O Olio dei Colli di Bologna é um azeite extra-virgem típico da região norte da Itália, conhecido por níveis muito baixos de acidez livre e por um perfil sensorial equilibrado, de intensidade média no frutado, no amargo e no picante. A área de produção integra o sítio natural "Carsismo evaporitico e grotte dell'Appennino settentrionale", inscrito na Lista do Patrimônio Mundial da UNESCO em 2023, conferindo ao produto um selo de autenticidade paisagística e geológica que complementa a certificação agroalimentar.
Do ponto de vista estratégico, a formalização do selo é um movimento calculado no grande tabuleiro das indicações geográficas: protege os produtores locais contra usurpações de marca, valoriza o terroir e reforça cadeias curtas de valor sob regras europeias uniformes. Em termos numéricos, com essa inclusão, sobem para 346 os produtos agrícolas italianos de qualidade reconhecida e protegida a nível da UE, distribuídos entre DOP (178) e IGP (168).
Se ampliarmos o horizonte para a enogastronomia completa do país, somando os 539 vinhos já protegidos no âmbito europeu (419 DOC e 120 IGP), o conjunto alcança 885 denominações reconhecidas. Acrescentando os 36 superalcoólicos registrados, o total chega a 921 produtos italianos com proteção comunitária. À parte, figuram 4 produtos com a marca STG (Especialidade Tradicional Garantida): mozzarella, pizza napoletana, amatriciana tradizionale e vincisgrassi alla maceratese.

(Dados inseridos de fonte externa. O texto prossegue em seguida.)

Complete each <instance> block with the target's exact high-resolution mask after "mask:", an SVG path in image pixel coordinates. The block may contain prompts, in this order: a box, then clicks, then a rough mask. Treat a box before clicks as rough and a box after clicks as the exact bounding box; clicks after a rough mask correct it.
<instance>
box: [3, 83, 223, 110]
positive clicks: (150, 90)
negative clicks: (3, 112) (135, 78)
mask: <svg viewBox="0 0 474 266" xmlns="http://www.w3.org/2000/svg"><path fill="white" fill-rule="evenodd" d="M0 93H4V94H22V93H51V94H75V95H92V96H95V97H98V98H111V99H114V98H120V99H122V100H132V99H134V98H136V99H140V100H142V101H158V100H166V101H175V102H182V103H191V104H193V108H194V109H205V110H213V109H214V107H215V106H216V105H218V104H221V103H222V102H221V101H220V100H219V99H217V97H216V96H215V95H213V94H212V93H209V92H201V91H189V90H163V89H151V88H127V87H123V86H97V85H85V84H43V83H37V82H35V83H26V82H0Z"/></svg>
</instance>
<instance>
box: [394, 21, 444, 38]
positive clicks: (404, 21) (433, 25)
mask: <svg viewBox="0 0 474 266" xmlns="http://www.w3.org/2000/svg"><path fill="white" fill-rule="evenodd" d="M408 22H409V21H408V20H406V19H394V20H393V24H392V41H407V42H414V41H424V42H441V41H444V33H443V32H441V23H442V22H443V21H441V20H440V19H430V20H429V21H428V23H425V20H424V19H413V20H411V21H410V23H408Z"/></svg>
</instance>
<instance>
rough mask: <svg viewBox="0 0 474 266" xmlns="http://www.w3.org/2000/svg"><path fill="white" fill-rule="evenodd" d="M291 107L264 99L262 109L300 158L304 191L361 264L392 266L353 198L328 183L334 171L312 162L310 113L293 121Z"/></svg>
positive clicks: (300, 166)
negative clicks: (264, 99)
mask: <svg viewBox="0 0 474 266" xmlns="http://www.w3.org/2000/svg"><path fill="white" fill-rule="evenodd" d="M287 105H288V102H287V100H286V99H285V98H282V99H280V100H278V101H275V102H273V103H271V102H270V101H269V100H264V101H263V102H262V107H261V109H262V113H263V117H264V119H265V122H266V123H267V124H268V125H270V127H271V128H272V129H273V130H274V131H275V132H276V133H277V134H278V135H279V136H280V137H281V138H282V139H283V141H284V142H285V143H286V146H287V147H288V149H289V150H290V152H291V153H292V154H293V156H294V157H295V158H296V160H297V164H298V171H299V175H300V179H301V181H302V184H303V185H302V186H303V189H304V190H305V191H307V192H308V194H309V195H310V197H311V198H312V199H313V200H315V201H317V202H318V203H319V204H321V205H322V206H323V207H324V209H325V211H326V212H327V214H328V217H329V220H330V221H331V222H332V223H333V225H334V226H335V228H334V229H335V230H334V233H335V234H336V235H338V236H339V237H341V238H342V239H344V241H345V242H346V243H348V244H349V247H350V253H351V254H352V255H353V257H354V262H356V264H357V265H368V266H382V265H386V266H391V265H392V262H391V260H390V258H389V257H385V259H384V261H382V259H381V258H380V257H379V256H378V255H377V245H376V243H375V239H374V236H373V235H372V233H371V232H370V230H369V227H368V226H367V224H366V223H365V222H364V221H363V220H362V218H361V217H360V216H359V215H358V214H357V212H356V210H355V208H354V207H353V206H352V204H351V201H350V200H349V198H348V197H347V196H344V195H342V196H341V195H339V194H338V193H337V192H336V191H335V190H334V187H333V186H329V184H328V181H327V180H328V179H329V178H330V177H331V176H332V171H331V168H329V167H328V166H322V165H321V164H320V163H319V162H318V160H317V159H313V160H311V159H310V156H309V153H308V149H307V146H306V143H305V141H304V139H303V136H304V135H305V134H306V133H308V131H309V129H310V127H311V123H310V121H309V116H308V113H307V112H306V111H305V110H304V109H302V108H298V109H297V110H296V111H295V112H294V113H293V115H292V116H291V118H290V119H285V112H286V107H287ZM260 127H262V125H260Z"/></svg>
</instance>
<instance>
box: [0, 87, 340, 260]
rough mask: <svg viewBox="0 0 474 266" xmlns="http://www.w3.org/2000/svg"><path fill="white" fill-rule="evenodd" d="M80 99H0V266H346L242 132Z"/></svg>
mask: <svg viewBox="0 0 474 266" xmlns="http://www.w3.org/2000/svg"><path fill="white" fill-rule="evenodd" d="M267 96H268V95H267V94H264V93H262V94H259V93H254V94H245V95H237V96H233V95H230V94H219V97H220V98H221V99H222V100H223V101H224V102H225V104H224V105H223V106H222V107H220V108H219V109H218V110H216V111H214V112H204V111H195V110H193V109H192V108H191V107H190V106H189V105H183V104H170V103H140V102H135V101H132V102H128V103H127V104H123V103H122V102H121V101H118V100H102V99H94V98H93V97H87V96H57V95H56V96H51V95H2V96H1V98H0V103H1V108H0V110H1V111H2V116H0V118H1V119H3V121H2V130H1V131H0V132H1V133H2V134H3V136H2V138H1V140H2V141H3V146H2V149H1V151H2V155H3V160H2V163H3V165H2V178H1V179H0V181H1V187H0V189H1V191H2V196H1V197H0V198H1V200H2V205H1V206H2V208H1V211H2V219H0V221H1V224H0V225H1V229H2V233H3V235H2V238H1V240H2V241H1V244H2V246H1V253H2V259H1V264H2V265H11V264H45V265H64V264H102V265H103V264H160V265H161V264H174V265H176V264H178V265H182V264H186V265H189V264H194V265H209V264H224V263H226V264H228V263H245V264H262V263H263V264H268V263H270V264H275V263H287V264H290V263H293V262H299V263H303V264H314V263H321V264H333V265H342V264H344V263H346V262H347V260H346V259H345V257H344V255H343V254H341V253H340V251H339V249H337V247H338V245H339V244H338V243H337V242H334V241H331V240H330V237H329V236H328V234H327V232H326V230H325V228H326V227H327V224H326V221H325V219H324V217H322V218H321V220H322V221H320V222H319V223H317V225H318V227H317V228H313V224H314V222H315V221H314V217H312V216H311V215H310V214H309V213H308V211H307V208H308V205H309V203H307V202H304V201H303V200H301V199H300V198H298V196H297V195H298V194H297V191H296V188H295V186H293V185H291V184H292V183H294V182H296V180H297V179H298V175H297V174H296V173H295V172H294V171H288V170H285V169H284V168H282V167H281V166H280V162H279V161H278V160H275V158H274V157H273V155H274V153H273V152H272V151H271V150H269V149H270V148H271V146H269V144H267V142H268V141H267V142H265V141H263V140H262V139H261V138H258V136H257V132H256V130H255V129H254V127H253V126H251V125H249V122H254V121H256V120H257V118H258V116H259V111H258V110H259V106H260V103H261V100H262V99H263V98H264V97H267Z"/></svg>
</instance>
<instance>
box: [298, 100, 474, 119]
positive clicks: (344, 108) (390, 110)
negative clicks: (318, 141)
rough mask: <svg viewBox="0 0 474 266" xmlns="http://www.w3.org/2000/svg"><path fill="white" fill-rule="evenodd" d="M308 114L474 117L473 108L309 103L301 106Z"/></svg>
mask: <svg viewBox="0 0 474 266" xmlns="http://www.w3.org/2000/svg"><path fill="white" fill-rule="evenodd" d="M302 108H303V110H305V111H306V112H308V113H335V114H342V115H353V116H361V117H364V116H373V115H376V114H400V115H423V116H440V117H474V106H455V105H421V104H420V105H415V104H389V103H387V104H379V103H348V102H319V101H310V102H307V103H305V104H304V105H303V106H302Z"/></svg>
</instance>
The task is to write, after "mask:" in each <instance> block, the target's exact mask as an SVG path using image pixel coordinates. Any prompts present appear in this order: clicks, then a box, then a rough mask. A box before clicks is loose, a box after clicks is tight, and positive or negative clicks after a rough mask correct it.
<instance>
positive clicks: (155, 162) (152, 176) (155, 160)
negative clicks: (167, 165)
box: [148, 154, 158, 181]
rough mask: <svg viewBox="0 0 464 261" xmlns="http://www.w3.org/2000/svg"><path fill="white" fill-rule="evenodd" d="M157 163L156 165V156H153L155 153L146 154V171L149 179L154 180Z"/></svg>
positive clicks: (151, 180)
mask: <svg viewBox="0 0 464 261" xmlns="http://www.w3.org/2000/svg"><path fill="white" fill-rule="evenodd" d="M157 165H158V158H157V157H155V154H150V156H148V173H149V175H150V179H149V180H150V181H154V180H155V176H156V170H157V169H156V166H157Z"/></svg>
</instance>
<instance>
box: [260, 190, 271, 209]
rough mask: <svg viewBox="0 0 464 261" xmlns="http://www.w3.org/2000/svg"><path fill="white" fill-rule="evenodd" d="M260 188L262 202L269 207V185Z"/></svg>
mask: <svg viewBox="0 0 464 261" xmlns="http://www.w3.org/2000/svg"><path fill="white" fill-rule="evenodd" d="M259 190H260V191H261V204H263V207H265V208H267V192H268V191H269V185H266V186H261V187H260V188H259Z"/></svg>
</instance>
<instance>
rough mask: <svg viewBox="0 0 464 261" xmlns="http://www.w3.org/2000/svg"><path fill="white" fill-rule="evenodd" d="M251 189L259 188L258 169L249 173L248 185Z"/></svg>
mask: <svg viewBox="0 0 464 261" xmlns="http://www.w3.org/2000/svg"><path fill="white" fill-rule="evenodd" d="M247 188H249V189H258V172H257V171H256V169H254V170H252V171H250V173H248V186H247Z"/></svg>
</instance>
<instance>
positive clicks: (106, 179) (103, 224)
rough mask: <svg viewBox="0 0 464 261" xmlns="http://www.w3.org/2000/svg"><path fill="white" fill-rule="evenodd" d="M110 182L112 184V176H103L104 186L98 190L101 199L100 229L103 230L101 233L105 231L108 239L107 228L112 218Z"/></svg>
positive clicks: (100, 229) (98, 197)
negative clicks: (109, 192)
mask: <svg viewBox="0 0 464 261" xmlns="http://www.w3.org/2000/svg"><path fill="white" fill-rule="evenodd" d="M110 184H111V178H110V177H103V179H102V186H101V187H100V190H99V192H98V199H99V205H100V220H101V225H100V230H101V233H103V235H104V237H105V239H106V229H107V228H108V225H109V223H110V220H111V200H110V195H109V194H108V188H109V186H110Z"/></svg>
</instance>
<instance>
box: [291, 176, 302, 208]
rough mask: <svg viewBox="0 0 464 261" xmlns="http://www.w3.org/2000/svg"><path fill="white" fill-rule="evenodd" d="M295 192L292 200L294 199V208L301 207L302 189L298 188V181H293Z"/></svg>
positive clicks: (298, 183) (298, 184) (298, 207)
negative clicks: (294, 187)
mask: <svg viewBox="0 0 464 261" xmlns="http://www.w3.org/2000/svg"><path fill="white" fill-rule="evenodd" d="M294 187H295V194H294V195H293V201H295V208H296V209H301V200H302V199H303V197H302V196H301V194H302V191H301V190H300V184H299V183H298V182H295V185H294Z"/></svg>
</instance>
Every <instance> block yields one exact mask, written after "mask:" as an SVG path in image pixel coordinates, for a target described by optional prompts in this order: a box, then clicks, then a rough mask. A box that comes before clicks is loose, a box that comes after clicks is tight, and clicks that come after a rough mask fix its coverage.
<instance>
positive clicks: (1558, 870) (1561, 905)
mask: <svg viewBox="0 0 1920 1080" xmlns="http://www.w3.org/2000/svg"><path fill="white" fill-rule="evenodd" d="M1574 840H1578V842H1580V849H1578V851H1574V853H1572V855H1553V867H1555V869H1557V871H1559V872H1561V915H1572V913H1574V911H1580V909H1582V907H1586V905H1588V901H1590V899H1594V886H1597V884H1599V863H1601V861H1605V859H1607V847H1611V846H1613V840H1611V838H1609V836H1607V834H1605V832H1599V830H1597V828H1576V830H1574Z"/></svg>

O novo reconhecimento do Olio dei Colli di Bologna integra um repertório já vasto: são mais de 3.900 denominações protegidas catalogadas na base de dados eAmbrosia, que fazem da Itália o país líder em número de produtos tutelados pela UE. Este primado não é apenas simbólico; reflete uma arquitetura institucional e uma ação diplomática contínua que projetam o “made in Italy” como instrumento de poder suave e de proteção econômica dos territórios.
Como analista, enxergo essa conquista como um movimento de longo prazo: não uma jogada isolada, mas um redesenho das fronteiras invisíveis da influência cultural e comercial. A certificação é uma peça na tectônica de poder regional — protege saberes tradicionais, agrega valor à produção local e condiciona o futuro das cadeias de oferta diante das pressões concorrenciais globais.
Para produtores, consumidores e formuladores de políticas, o reconhecimento do Olio dei Colli di Bologna como IGP representa a convergência entre patrimônio natural, qualidade sensorial e estratégia normativa europeia. É, em última análise, a institucionalização de um território no catálogo europeu de excelência, com efeitos práticos sobre preços, exportações e proteção jurídica frente a imitações.
Em suma, a aprovação da Comissão Europeia fortalece um elo entre geografia, cultura e economia: uma jogada precisa no tabuleiro onde a autenticidade passa a ser um ativo estratégico para a sustentabilidade e a projeção internacional da produção local.